1. De eigenaar van een bouwwerk, open erf of terrein of degene die uit anderen hoofde bevoegd is tot het daaraan treffen van voorzieningen draagt er zorg voor dat als gevolg van de staat van dat bouwwerk, open erf of terrein geen gevaar voor de gezondheid of veiligheid ontstaat dan wel voortduurt.
2. Een ieder die een bouwwerk bouwt, gebruikt, laat gebruiken of sloopt, dan wel een open erf of terrein gebruikt of laat gebruiken, draagt er, voor zover dat in diens vermogen ligt, zorg voor dat als gevolg van dat bouwen, gebruik of slopen geen gevaar voor de gezondheid of veiligheid ontstaat dan wel voortduurt.
2. Het is verboden een bestaand bouwwerk, open erf of terrein in een staat te brengen, te laten komen of te houden die niet voldoet aan de op de staat van dat bouwwerk, open erf of terrein van toepassing zijnde voorschriften, bedoeld in artikel 2, eerste lid, aanhef en onderdeel b, tweede lid, aanhef en onderdeel a, en vierde lid.
3. Het is verboden een bouwwerk, open erf of terrein in gebruik te nemen, te gebruiken of te laten gebruiken, anders dan in overeenstemming met de op die ingebruikneming of dat gebruik van toepassing zijnde voorschriften, bedoeld in artikel 2, eerste lid, aanhef en onderdeel c, tweede lid, aanhef en onderdeel b, derde en vierde lid.
Artikel 1.1. Begripsbepalingen
1. Voor de toepassing van de bij of krachtens dit besluit gegeven voorschriften wordt voorts verstaan onder:
logiesfunctie: gebruiksfunctie voor het bieden van recreatief verblijf of tijdelijk onderdak aan personen;
3. Voor de toepassing van de bij of krachtens dit besluit gegeven voorschriften wordt voorts verstaan onder:
logiesverblijf: voor een enkel persoon of een afzonderlijke groep personen bestemd gedeelte van een logiesfunctie;
Artikel 6.19. Aansturingsartikel
1. Een bouwwerk heeft zodanige voorzieningen dat brand tijdig kan worden ontdekt zodat veilig kan worden gevlucht.
2. Voor zover voor een gebruiksfunctie in tabel 6.19 voorschriften zijn aangewezen, wordt voor die gebruiksfunctie aan de in het eerste lid gestelde eis voldaan door toepassing van die voorschriften.

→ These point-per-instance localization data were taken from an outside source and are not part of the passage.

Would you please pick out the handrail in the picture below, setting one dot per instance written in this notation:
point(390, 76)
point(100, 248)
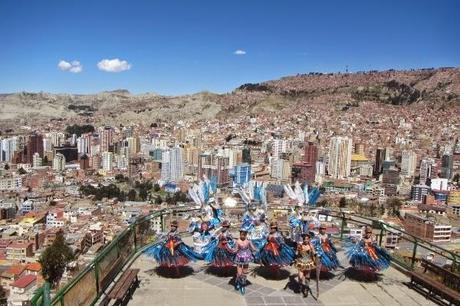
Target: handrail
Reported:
point(39, 296)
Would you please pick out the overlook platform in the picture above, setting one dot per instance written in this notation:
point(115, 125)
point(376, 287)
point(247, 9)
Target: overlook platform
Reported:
point(201, 287)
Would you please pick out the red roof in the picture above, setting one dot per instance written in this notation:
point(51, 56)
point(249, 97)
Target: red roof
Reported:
point(16, 270)
point(24, 281)
point(34, 266)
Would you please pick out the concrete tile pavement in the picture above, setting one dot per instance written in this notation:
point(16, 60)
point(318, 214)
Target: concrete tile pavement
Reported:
point(203, 289)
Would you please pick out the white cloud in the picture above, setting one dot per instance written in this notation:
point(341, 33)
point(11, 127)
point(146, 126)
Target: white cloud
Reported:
point(74, 66)
point(113, 65)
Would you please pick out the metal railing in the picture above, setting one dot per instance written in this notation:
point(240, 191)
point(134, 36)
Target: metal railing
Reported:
point(92, 282)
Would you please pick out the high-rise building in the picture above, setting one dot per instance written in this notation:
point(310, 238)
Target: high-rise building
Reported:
point(84, 162)
point(408, 163)
point(59, 162)
point(379, 159)
point(106, 138)
point(418, 192)
point(70, 152)
point(360, 148)
point(84, 144)
point(37, 160)
point(305, 171)
point(7, 148)
point(34, 145)
point(172, 165)
point(340, 150)
point(280, 169)
point(279, 146)
point(133, 145)
point(246, 155)
point(447, 164)
point(107, 161)
point(241, 174)
point(426, 170)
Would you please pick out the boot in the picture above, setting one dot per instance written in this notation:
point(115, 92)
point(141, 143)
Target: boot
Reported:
point(306, 288)
point(237, 283)
point(243, 285)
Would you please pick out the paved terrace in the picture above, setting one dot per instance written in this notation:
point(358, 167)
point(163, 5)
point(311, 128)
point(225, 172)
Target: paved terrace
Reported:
point(199, 286)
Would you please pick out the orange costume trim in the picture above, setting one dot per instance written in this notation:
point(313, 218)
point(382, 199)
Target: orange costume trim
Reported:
point(371, 250)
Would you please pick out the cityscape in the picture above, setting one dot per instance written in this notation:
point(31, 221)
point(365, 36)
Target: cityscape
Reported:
point(90, 184)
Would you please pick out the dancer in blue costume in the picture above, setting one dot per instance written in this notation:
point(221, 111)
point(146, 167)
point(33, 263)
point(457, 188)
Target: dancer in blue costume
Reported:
point(366, 256)
point(218, 253)
point(295, 223)
point(243, 256)
point(325, 250)
point(202, 238)
point(258, 233)
point(215, 214)
point(171, 252)
point(305, 263)
point(275, 253)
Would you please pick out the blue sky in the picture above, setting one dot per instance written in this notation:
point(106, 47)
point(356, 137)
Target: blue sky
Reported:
point(176, 47)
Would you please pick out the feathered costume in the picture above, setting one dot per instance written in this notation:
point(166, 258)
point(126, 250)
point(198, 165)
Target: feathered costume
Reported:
point(326, 252)
point(218, 252)
point(275, 252)
point(366, 255)
point(257, 234)
point(172, 252)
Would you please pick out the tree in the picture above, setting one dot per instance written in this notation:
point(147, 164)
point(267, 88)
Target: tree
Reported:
point(3, 298)
point(342, 202)
point(22, 171)
point(393, 205)
point(55, 259)
point(158, 200)
point(143, 194)
point(132, 195)
point(120, 178)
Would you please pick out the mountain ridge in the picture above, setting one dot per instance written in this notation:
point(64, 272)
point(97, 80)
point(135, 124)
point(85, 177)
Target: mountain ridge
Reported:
point(432, 86)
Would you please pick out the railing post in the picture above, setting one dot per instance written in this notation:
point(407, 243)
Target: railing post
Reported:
point(46, 294)
point(96, 275)
point(342, 226)
point(135, 236)
point(414, 253)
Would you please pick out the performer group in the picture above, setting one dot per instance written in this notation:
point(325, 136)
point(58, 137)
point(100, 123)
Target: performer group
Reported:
point(307, 247)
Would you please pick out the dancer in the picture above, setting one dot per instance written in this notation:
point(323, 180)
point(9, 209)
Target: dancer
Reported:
point(243, 256)
point(275, 253)
point(258, 233)
point(366, 256)
point(325, 250)
point(219, 251)
point(295, 224)
point(305, 263)
point(171, 252)
point(202, 237)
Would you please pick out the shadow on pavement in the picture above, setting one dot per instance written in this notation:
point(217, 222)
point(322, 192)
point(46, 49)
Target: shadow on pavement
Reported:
point(171, 272)
point(271, 273)
point(221, 272)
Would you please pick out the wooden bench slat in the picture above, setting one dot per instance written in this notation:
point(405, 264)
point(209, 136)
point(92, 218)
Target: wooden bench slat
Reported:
point(434, 285)
point(128, 282)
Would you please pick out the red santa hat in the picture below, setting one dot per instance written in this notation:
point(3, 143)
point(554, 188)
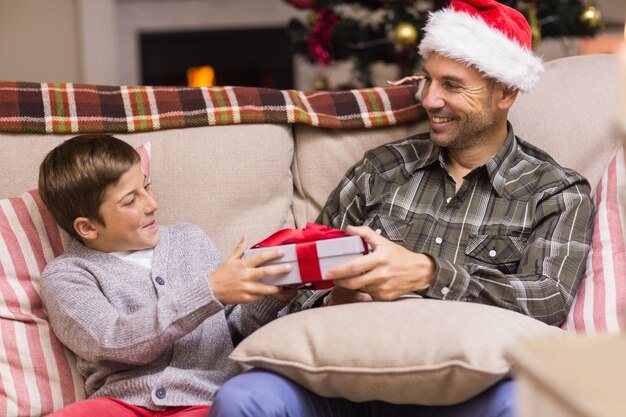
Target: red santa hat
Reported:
point(494, 38)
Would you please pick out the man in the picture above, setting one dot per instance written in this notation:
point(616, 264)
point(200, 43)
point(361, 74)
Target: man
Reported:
point(466, 212)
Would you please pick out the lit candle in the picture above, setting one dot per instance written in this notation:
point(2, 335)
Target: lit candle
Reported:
point(622, 81)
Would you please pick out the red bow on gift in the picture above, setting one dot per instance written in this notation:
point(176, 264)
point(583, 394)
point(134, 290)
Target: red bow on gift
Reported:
point(306, 249)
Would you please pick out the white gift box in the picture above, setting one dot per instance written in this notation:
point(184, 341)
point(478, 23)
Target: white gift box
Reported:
point(330, 253)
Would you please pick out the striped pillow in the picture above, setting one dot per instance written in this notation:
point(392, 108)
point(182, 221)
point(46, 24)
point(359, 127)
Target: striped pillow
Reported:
point(37, 373)
point(600, 304)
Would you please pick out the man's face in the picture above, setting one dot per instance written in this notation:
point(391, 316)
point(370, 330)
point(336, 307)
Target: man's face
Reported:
point(460, 102)
point(129, 212)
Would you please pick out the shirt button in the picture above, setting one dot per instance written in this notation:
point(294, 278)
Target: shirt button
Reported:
point(160, 393)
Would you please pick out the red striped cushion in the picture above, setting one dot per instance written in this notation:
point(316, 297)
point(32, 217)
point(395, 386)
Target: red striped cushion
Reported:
point(37, 373)
point(600, 305)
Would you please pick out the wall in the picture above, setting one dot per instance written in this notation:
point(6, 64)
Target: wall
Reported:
point(39, 40)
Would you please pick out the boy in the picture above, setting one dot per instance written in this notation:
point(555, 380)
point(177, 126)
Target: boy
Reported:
point(149, 311)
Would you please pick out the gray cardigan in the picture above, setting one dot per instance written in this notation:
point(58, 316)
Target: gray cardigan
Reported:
point(151, 338)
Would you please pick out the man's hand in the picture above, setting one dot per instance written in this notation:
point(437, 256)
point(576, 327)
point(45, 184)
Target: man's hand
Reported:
point(236, 280)
point(387, 273)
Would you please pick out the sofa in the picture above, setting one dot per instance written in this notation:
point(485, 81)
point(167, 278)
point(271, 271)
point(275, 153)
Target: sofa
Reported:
point(237, 160)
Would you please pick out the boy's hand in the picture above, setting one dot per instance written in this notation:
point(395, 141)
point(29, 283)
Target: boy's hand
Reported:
point(236, 280)
point(287, 292)
point(340, 295)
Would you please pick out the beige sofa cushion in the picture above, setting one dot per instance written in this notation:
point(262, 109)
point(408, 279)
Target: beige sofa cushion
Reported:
point(322, 157)
point(572, 114)
point(220, 186)
point(413, 351)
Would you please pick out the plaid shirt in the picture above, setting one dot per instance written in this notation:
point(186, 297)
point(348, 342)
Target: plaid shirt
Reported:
point(516, 235)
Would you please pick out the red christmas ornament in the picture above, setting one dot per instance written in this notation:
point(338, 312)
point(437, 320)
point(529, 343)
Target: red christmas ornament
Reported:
point(320, 39)
point(303, 4)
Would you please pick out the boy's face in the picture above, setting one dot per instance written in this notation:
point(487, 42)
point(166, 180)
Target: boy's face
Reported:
point(129, 212)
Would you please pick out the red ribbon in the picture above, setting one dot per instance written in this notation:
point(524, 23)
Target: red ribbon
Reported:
point(306, 249)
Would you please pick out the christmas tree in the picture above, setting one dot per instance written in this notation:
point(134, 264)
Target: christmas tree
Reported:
point(369, 31)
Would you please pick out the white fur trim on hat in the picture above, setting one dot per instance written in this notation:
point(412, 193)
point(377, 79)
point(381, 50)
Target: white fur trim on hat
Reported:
point(469, 39)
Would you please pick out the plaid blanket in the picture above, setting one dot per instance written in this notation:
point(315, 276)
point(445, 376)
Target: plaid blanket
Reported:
point(82, 108)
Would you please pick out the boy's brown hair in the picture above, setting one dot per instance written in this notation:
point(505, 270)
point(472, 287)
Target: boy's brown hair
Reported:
point(74, 176)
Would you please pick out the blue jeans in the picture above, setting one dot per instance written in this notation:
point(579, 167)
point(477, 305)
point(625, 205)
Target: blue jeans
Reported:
point(260, 393)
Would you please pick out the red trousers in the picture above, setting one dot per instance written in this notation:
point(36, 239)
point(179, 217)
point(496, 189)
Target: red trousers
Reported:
point(112, 407)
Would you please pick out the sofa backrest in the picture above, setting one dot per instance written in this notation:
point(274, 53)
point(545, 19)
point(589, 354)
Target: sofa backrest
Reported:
point(573, 113)
point(209, 176)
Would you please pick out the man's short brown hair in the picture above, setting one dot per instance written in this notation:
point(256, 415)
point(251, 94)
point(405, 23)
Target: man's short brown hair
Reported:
point(74, 176)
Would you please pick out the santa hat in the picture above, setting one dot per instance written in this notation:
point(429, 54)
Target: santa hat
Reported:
point(494, 38)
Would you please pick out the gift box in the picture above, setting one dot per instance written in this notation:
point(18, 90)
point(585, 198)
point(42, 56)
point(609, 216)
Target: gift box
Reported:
point(311, 252)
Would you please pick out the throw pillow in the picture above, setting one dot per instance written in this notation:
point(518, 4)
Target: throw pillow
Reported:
point(37, 373)
point(414, 351)
point(600, 304)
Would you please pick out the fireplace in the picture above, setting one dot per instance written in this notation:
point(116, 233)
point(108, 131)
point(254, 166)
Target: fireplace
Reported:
point(240, 57)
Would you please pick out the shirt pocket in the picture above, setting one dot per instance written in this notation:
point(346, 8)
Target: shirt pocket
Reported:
point(500, 252)
point(391, 228)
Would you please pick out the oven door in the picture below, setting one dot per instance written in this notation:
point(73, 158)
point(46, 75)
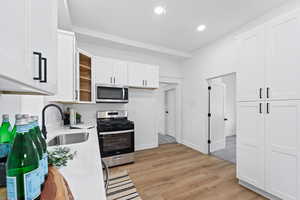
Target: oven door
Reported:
point(116, 143)
point(108, 94)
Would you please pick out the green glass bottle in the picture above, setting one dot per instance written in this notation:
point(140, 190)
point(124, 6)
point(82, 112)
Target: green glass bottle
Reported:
point(23, 180)
point(14, 131)
point(44, 145)
point(39, 148)
point(5, 138)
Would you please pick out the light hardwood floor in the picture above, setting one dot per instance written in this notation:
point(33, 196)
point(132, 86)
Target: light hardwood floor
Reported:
point(176, 172)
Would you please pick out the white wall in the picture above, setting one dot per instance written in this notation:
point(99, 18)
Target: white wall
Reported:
point(230, 104)
point(169, 66)
point(9, 104)
point(213, 60)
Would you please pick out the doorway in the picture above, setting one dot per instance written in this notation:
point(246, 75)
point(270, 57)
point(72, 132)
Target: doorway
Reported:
point(168, 111)
point(222, 117)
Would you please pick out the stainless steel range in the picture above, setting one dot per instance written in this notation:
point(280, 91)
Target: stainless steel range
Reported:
point(116, 137)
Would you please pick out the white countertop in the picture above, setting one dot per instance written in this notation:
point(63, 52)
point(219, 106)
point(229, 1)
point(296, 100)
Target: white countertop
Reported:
point(83, 174)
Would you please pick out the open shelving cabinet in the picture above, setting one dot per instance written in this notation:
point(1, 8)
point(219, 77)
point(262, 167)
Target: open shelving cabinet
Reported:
point(85, 78)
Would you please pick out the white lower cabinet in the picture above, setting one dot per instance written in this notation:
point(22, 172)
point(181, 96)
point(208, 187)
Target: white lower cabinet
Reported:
point(282, 126)
point(250, 143)
point(268, 146)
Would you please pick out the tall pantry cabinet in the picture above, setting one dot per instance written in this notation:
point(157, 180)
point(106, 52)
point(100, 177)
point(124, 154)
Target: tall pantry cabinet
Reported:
point(268, 108)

Artikel 6.22. Aansturingsartikel
1. Een bouwwerk heeft zodanige voorzieningen dat het ontvluchten goed kan verlopen.
2. Voor zover voor een gebruiksfunctie in tabel 6.22 voorschriften zijn aangewezen, wordt voor die gebruiksfunctie aan de in het eerste lid gestelde eis voldaan door toepassing van die voorschriften en de krachtens die bepalingen gegeven voorschriften.
Wet algemene bepalingen omgevingsrecht
1. Het is verboden zonder omgevingsvergunning een project uit te voeren, voor zover dat geheel of gedeeltelijk bestaat uit:
c. het gebruiken van gronden of bouwwerken in strijd met een bestemmingsplan, een beheersverordening, een exploitatieplan, de regels gesteld krachtens artikel 4.1, derde lid, of 4.3, derde lid, van de Wet ruimtelijke ordening of een voorbereidingsbesluit voor zover toepassing is gegeven aan artikel 3.7, vierde lid, tweede volzin, van die wet,
d. het in gebruik nemen of gebruiken van een bouwwerk in met het oog op de brandveiligheid bij algemene maatregel van bestuur aangewezen categorieën gevallen,
Een besluit tot oplegging van een last onder bestuursdwang of oplegging van een last onder dwangsom gericht op naleving van het bepaalde bij of krachtens de betrokken wet kan inhouden dat het bouwen, gebruiken of slopen van een bouwwerk wordt gestaakt of dat voorzieningen, met inbegrip van het slopen van een bouwwerk, gericht op het tegengaan of beëindigen van gevaar voor de gezondheid of de veiligheid worden getroffen.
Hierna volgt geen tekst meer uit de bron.